Unity of turns in the path
Sometimes I catch the beautiful feeling when one turn immediately goes to the next one without any pause. This is particularly evident in the figures. for example, a closed turn, followed by a “hairpin”, which barely have time to fit (so the body is not stand up as usual at the hairpin), and again closed turn. That is, it turns out something like a great “giant” arc with additional change of edges in the middle of arc. So, if this turn passed with just a feeling of “big arch”, then, it seems to me, this is the perfect trajectory with the ideal “rail” passage.

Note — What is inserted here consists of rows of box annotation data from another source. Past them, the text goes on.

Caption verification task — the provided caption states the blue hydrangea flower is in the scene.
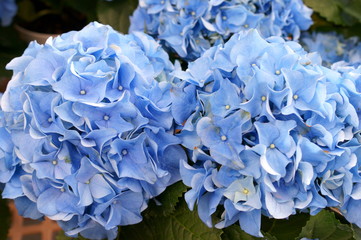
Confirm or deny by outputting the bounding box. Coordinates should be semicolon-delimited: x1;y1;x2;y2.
130;0;312;60
0;0;18;27
0;22;186;239
171;30;361;237
301;32;361;67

The adjustment path on the fly
Assume that everything above could be done perfectly. But in the track something can go wrong. Because of at least two reasons. First, it is all sorts of irregularities of the slope, grooves, bumps, that can throw a ski a little bit away. Second, sometimes is necessary to drift, ie, early scraping (see terminology here: Bricks from basement of ski technique). This is due to the fact that the curved trajectory for this particular turn may not exist. How to get out of these situations I know yet only in theory. In the path it present a special place for proper adjustment of trajectory. Apparently it’s “straight section” at the turn, which said Alexander Geraskin. At the entrance to turn need to put the skis on edge, but not to press immediately. So very gradually increase the pressure and edge angle. This enables good approach to the main pressure near pole. It is possible to adjust the trajectory here, holding or increasing the pressure in the skiing and angle of edging. Unfortunately, nothing to add from my own experience. Hopefully next season will catch it.